A motor trading company has ended up more than £30,000 out of pocket on the sale of a £192,000 Rolls Royce Phantom after the tax authorities refused to accept that it had been adapted and supplied for the personal use of a wheelchair-bound buyer and was thus zero-rated for VAT.

The company had claimed back overpaid input tax in respect of the vehicle on the basis that it fell within a VAT exemption afforded in respect of vehicles supplied to wheelchair users. However, HM Revenue and Customs (HMRC) argued that the company had been duped by fraudsters and should have been alert to the well known problem of the tax break being used for dishonest purposes.

As was common with such high-value vehicles, the sale was arranged through an agent and the company had no direct contact with the buyer.
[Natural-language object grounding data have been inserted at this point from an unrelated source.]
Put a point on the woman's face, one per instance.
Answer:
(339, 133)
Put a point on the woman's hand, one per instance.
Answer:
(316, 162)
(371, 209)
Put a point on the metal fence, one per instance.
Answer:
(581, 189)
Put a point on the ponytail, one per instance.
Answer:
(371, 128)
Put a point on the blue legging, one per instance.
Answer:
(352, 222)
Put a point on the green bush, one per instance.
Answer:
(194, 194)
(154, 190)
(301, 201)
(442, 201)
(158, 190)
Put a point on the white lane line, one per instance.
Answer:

Documents had been obtained which appeared to confirm that the buyer was paraplegic and the company believed that £13,000 was to be spent on adapting the vehicle for a disabled user.

Following the sale, the company had alerted the tax authorities after spotting the Rolls Royce for sale, at a substantially increased price, in a motor trade magazine.
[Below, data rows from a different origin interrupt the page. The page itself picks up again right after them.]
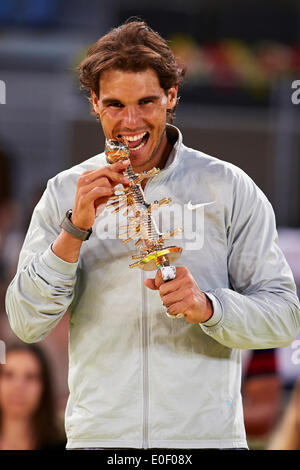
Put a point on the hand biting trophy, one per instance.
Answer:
(153, 255)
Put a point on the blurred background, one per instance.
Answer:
(242, 60)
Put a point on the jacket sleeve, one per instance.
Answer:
(43, 286)
(261, 308)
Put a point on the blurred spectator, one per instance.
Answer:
(287, 434)
(262, 395)
(27, 410)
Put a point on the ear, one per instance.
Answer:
(172, 97)
(94, 101)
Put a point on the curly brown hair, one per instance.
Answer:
(135, 47)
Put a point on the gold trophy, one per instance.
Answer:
(141, 224)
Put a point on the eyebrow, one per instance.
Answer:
(116, 100)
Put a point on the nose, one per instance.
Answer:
(130, 117)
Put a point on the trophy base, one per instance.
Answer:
(152, 261)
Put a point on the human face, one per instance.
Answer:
(20, 385)
(133, 105)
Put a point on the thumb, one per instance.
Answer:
(150, 283)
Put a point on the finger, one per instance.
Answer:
(178, 307)
(171, 286)
(150, 284)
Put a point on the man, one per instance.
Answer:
(139, 378)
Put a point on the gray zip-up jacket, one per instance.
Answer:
(138, 378)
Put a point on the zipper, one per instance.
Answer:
(145, 350)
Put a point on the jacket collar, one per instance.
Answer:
(174, 135)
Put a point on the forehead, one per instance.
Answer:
(120, 83)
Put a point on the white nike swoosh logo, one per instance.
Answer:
(192, 207)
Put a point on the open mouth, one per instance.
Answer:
(138, 141)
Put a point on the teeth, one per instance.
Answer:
(135, 137)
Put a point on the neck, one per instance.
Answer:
(16, 434)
HMRC agreed that the person named as the buyer did in fact exist – but pointed out that he was a disabled man living in a mobile home park and was unlikely to have the wherewithal to buy a Rolls Royce.
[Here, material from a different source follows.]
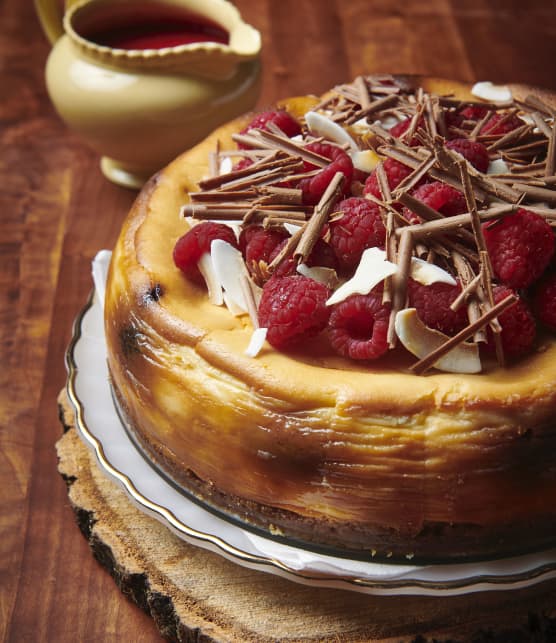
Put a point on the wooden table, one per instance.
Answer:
(57, 210)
In dismissing the company’s appeal, the First-tier Tribunal accepted HMRC’s case that the company had been warned of the widespread abuse of the VAT exemption and that it ‘should have realised’ that the transaction was not a genuine sale of a vehicle for the personal use of a disabled person.

Pointing to ‘substantial flaws’ in the relevant documentation, the Tribunal noted that no written record had been kept of the adaptations said to have been carried out to the vehicle and that the buyer’s name had been spelt in two different ways on forms. The buyer had not paid for the vehicle himself; nor had the company’s salesman ever laid eyes on him. In the circumstances, the company had taken insufficient steps to ensure that the transaction was genuinely capable of being zero-rated.